La Nation Bénin...
Valoriser notre patrimoine historique et culturel à
travers le traitement de nos rues, places et édifices publics. Tel a été
toujours le vœu de l’ancien ministre, Jean Roger Ahoyo, qui voit à travers la
désignation de nos rues aux noms de nos personnages célèbres (personnages
historiques et personnalités modernes) une manière de les reconnaître comme des
modèles pour leurs concitoyens.
Je viens de lire dans le quotidien Le Matinal n°7095 du
27 Mai 2025, et à la page 11, la décision du Conseil Communal de Savè, réuni en
session extraordinaire les Jeudi et Vendredi 23 Mai, de créer ‘’ un Comité
chargé d’élaborer un projet de dénomination des rues, places et infrastructures
publiques en hommage aux figures locales disparues’’.
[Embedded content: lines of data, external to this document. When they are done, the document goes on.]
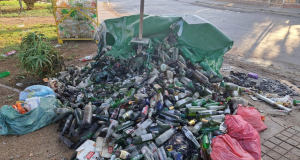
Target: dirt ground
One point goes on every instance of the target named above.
(44, 144)
(28, 20)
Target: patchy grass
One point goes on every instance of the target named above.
(11, 35)
(12, 9)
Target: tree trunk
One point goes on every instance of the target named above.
(21, 7)
(30, 6)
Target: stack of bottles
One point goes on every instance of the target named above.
(144, 108)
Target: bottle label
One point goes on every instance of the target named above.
(154, 124)
(144, 150)
(147, 137)
(90, 155)
(181, 102)
(145, 109)
(123, 154)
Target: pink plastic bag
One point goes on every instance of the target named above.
(252, 116)
(245, 134)
(226, 148)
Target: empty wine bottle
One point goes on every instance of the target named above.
(87, 116)
(159, 128)
(144, 113)
(191, 111)
(125, 116)
(87, 134)
(67, 142)
(190, 136)
(120, 127)
(110, 129)
(122, 154)
(165, 136)
(207, 113)
(72, 128)
(135, 115)
(143, 138)
(67, 124)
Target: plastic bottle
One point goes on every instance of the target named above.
(87, 116)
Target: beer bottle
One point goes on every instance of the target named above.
(191, 111)
(143, 138)
(190, 136)
(87, 116)
(78, 115)
(207, 113)
(67, 124)
(125, 116)
(165, 136)
(158, 128)
(122, 126)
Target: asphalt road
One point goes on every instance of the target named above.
(263, 39)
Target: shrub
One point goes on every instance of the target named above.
(38, 57)
(30, 4)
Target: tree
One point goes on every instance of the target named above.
(30, 4)
(21, 7)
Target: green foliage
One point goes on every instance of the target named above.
(30, 4)
(12, 9)
(38, 57)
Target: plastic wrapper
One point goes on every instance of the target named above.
(252, 116)
(227, 148)
(245, 134)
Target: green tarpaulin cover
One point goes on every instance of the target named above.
(14, 123)
(199, 41)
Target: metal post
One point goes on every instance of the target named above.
(141, 20)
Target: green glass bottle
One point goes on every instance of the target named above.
(199, 102)
(137, 157)
(207, 113)
(125, 116)
(157, 88)
(143, 138)
(205, 141)
(231, 87)
(209, 129)
(158, 128)
(4, 74)
(296, 102)
(213, 104)
(183, 102)
(122, 126)
(216, 108)
(191, 111)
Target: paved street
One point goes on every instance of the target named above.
(265, 39)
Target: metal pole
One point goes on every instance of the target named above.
(141, 20)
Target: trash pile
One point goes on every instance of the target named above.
(157, 101)
(261, 84)
(165, 108)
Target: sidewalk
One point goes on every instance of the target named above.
(248, 6)
(104, 11)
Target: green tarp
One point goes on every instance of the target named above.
(14, 123)
(198, 40)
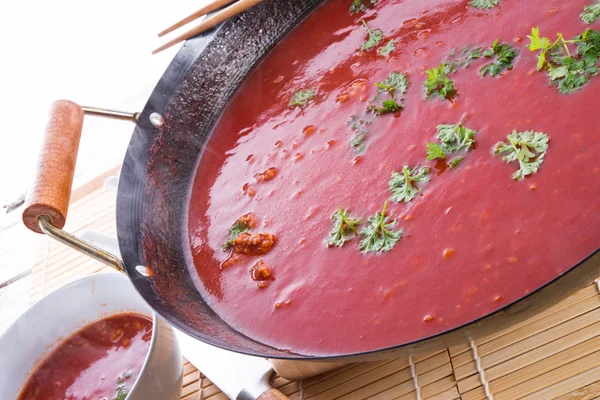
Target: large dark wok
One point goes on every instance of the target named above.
(160, 164)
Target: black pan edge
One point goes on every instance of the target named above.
(137, 202)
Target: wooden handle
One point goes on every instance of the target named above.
(51, 189)
(273, 394)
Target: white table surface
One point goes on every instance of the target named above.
(94, 53)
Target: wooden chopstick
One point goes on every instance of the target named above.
(210, 22)
(215, 5)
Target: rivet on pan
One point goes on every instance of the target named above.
(156, 119)
(145, 271)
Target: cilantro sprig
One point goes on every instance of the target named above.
(403, 185)
(344, 228)
(301, 97)
(374, 37)
(438, 84)
(234, 230)
(528, 148)
(395, 85)
(385, 51)
(121, 393)
(379, 235)
(484, 4)
(452, 138)
(591, 13)
(359, 6)
(569, 72)
(504, 54)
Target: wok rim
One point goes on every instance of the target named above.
(165, 89)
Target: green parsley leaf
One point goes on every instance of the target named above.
(388, 106)
(528, 148)
(385, 51)
(438, 83)
(452, 138)
(455, 137)
(434, 151)
(484, 4)
(566, 71)
(454, 162)
(395, 85)
(234, 231)
(121, 393)
(358, 6)
(379, 235)
(404, 185)
(505, 54)
(344, 225)
(375, 36)
(591, 13)
(301, 97)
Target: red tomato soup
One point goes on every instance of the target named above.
(101, 361)
(464, 234)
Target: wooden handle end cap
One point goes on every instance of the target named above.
(51, 190)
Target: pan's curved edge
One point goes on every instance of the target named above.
(146, 164)
(130, 209)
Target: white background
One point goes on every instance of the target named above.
(94, 53)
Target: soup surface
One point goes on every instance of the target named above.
(310, 131)
(101, 361)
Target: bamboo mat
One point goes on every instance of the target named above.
(555, 355)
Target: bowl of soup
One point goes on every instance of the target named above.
(94, 338)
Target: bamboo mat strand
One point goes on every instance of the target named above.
(554, 355)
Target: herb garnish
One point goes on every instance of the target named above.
(385, 51)
(505, 54)
(454, 162)
(452, 139)
(438, 83)
(528, 148)
(379, 236)
(388, 106)
(234, 230)
(358, 6)
(374, 38)
(484, 4)
(344, 225)
(395, 85)
(404, 185)
(301, 97)
(121, 393)
(568, 72)
(590, 13)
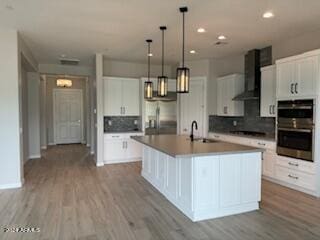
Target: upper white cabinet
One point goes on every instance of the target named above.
(121, 97)
(227, 88)
(268, 91)
(298, 76)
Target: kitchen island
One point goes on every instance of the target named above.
(204, 180)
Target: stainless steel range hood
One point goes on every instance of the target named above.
(171, 96)
(252, 77)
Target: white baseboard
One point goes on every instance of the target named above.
(11, 185)
(35, 156)
(99, 164)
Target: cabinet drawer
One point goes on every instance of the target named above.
(121, 135)
(304, 180)
(296, 164)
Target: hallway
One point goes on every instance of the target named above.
(68, 197)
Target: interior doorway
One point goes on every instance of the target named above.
(68, 116)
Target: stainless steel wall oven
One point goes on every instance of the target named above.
(295, 129)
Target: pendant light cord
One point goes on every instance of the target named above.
(162, 52)
(183, 39)
(148, 61)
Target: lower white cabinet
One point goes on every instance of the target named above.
(294, 173)
(121, 148)
(206, 187)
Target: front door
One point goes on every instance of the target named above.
(68, 116)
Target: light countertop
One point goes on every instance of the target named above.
(181, 146)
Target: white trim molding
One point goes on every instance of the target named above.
(99, 164)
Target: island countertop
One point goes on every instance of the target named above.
(181, 146)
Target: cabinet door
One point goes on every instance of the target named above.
(230, 170)
(112, 97)
(268, 90)
(285, 79)
(192, 108)
(184, 115)
(268, 163)
(134, 149)
(114, 150)
(221, 88)
(235, 87)
(131, 97)
(307, 74)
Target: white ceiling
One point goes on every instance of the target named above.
(118, 28)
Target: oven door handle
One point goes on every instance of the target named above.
(295, 130)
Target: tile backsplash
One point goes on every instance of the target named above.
(122, 123)
(250, 122)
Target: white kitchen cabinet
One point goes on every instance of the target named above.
(121, 97)
(307, 76)
(227, 88)
(192, 107)
(268, 163)
(298, 76)
(290, 172)
(121, 148)
(268, 92)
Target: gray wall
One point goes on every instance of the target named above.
(10, 170)
(116, 68)
(34, 115)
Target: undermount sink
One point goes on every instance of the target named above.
(205, 140)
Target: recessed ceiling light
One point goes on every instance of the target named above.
(268, 15)
(201, 30)
(9, 7)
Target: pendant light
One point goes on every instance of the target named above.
(162, 80)
(148, 85)
(183, 73)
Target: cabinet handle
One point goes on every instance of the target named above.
(293, 164)
(296, 88)
(294, 177)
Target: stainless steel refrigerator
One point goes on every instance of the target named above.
(160, 117)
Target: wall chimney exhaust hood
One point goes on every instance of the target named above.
(252, 77)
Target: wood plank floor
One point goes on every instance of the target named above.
(67, 197)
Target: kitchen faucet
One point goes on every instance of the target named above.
(194, 123)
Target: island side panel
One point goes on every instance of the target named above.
(226, 185)
(171, 176)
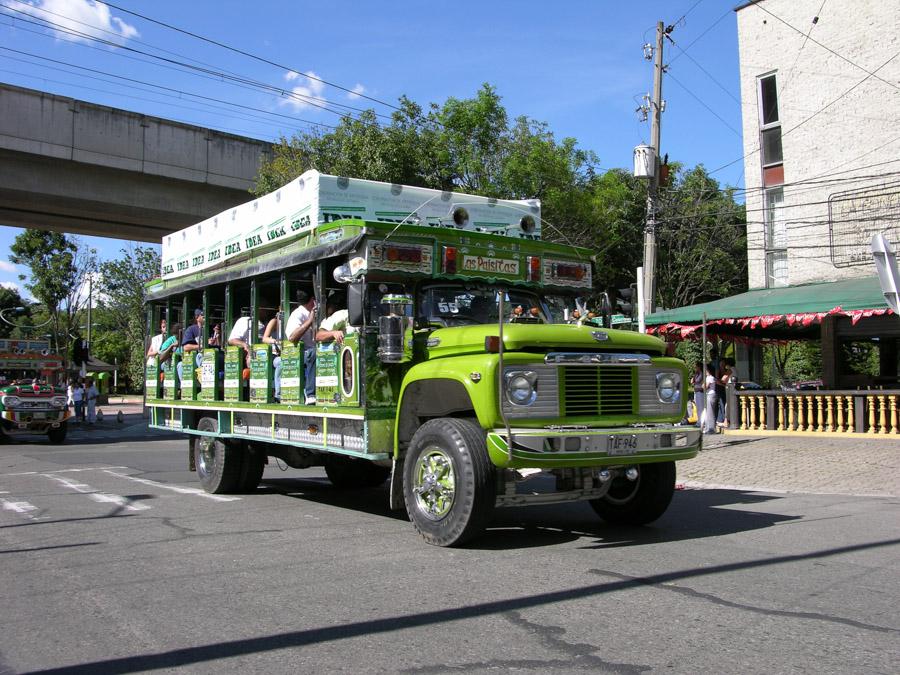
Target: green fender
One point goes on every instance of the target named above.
(476, 373)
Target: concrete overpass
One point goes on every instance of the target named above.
(88, 169)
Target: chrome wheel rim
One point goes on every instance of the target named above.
(623, 490)
(434, 483)
(206, 457)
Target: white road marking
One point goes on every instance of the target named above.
(174, 488)
(97, 496)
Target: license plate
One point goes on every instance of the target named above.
(621, 445)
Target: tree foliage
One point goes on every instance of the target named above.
(472, 146)
(123, 331)
(59, 269)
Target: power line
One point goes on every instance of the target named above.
(158, 86)
(219, 74)
(826, 47)
(245, 53)
(699, 100)
(696, 39)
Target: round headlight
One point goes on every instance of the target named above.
(520, 388)
(668, 387)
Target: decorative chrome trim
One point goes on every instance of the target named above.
(603, 359)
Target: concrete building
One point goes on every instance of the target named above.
(820, 91)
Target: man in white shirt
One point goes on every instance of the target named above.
(157, 340)
(299, 328)
(240, 335)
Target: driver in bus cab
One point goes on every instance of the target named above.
(240, 335)
(334, 326)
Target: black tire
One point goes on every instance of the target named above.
(57, 435)
(251, 469)
(218, 463)
(349, 473)
(449, 482)
(640, 501)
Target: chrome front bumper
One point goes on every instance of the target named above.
(562, 446)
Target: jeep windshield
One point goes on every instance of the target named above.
(456, 305)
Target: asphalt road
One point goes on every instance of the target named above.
(112, 560)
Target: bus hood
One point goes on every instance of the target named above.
(542, 338)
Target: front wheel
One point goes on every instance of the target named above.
(639, 501)
(448, 481)
(350, 473)
(57, 435)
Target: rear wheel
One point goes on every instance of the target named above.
(57, 435)
(639, 501)
(252, 467)
(448, 481)
(350, 472)
(218, 463)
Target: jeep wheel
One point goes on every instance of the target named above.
(640, 501)
(348, 473)
(57, 435)
(448, 481)
(218, 463)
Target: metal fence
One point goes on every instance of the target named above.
(871, 412)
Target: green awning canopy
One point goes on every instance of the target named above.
(784, 307)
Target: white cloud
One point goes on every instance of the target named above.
(81, 16)
(312, 89)
(13, 286)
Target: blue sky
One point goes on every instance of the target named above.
(576, 65)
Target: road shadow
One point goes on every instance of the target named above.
(693, 514)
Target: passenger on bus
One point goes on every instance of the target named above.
(157, 340)
(190, 340)
(298, 328)
(334, 327)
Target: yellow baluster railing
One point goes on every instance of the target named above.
(780, 412)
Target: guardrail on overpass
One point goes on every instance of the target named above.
(84, 168)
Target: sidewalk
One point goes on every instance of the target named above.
(824, 465)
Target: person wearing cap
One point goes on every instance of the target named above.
(190, 340)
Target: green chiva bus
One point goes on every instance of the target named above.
(467, 376)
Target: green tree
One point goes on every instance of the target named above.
(701, 241)
(121, 311)
(470, 145)
(9, 300)
(59, 269)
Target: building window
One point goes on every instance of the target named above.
(769, 125)
(776, 238)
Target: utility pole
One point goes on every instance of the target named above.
(653, 186)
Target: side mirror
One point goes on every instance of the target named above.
(355, 304)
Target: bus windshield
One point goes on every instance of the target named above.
(455, 305)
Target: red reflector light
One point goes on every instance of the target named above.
(564, 271)
(534, 268)
(403, 254)
(449, 260)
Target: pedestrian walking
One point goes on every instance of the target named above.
(78, 399)
(709, 418)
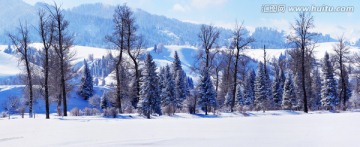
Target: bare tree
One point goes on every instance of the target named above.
(21, 44)
(239, 42)
(117, 38)
(301, 38)
(208, 36)
(46, 32)
(133, 46)
(341, 55)
(62, 43)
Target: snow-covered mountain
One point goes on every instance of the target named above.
(162, 56)
(90, 23)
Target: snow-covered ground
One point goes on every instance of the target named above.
(276, 128)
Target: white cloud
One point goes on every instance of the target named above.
(206, 3)
(179, 8)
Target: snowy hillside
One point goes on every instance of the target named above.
(279, 128)
(162, 56)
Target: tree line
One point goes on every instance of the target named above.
(227, 82)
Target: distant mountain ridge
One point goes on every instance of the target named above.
(90, 23)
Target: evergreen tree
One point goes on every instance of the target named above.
(298, 103)
(267, 83)
(104, 102)
(249, 89)
(316, 90)
(86, 87)
(228, 98)
(329, 97)
(277, 89)
(260, 89)
(179, 78)
(239, 96)
(289, 96)
(347, 85)
(149, 94)
(168, 92)
(207, 92)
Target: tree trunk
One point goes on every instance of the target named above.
(47, 107)
(118, 82)
(235, 80)
(303, 77)
(30, 84)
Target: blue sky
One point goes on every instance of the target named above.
(225, 12)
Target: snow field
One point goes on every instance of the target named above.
(274, 128)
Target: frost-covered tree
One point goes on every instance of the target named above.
(228, 98)
(104, 101)
(260, 89)
(168, 98)
(329, 97)
(316, 90)
(86, 88)
(239, 96)
(249, 93)
(207, 92)
(179, 78)
(21, 42)
(298, 104)
(149, 94)
(344, 93)
(289, 96)
(277, 88)
(341, 56)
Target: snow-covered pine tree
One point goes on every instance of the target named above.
(207, 92)
(267, 83)
(228, 98)
(347, 84)
(298, 104)
(104, 102)
(277, 89)
(314, 101)
(179, 78)
(150, 101)
(260, 89)
(289, 95)
(168, 92)
(86, 88)
(329, 97)
(239, 96)
(249, 89)
(162, 78)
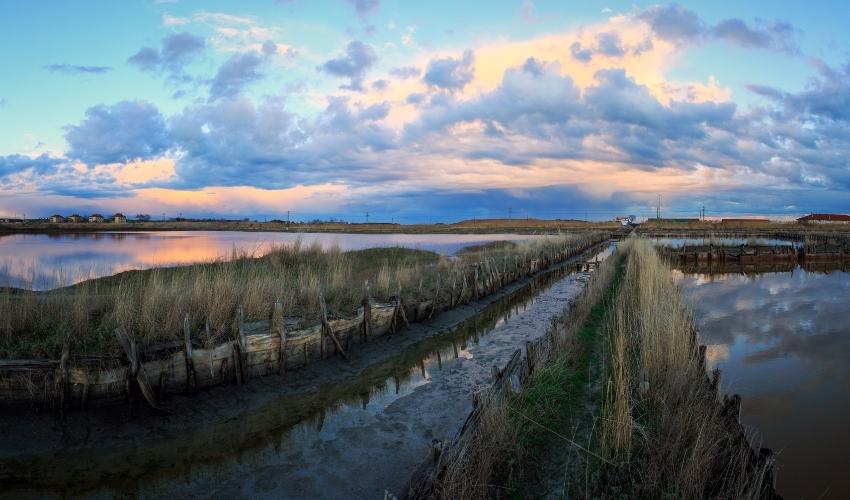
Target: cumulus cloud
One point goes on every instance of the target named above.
(177, 50)
(359, 57)
(42, 165)
(449, 73)
(364, 7)
(776, 36)
(76, 69)
(405, 72)
(679, 25)
(122, 132)
(239, 71)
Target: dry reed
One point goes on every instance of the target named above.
(152, 304)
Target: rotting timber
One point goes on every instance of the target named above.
(102, 450)
(258, 349)
(751, 254)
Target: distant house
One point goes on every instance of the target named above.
(758, 220)
(825, 219)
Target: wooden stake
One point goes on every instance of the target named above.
(278, 327)
(191, 379)
(328, 331)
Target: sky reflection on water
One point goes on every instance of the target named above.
(782, 341)
(43, 261)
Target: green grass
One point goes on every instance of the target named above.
(557, 395)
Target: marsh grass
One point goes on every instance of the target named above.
(152, 303)
(663, 424)
(508, 448)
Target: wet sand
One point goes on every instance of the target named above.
(333, 430)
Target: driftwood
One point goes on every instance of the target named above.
(256, 349)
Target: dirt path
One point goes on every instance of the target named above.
(334, 429)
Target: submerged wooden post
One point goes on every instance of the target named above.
(436, 297)
(366, 302)
(61, 376)
(191, 380)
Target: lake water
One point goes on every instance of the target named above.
(43, 261)
(782, 341)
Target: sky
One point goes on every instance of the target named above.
(423, 111)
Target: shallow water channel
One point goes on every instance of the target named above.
(353, 437)
(782, 341)
(43, 261)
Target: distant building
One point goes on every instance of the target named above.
(627, 220)
(744, 221)
(825, 219)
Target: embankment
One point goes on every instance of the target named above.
(257, 348)
(658, 426)
(126, 452)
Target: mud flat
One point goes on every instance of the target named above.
(331, 429)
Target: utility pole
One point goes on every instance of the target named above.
(658, 208)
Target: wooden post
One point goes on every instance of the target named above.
(61, 376)
(366, 302)
(278, 327)
(243, 345)
(328, 331)
(436, 296)
(137, 370)
(191, 380)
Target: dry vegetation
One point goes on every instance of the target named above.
(506, 449)
(622, 409)
(152, 304)
(662, 424)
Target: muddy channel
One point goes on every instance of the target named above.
(334, 430)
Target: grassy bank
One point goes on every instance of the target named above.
(511, 445)
(622, 409)
(663, 431)
(151, 304)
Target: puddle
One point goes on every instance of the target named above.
(356, 437)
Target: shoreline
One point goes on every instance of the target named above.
(45, 444)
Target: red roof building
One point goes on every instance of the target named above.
(825, 219)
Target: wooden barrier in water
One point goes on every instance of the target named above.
(259, 348)
(516, 373)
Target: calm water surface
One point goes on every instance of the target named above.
(782, 341)
(42, 261)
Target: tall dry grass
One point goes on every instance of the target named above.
(662, 421)
(494, 456)
(152, 304)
Il s’agit là d’un projet de ‘’toponymie commémorative’’
pour valoriser le patrimoine historique et culturel de la Commune de Savè.
Je ne sais si le Maire Dénis Oba Chabi a lu mon article,
daté du 22 juillet 2020 et publié à l’époque par plusieurs de nos quotidiens ;
mais dans cet article de presse, j’ai écrit que ‘’ Ce sont en effet nos Maires
qui seront à l’œuvre pour baptiser nos rues et nos édifices publics. Cela fait
partie de leurs attributions d’édiles’’.
Mais je félicite le Maire de Savè pour cette décision de
son Conseil Communal qui me permet de revenir sur les deux articles de presse
que j’ai consacrés à ce problème capital de valorisation de notre patrimoine
historique et culturel à travers la dénonciation de nos rues, places et
infrastructures publiques.
Cela me donne l’opportunité de rappeler le contenu de ces
deux articles de presse en date des 22 juillet 2020 et 28 juillet 2021, publiés
à l’époque dans nos quotidiens. De quoi s’agit-il ? Et comment s’y prendre ?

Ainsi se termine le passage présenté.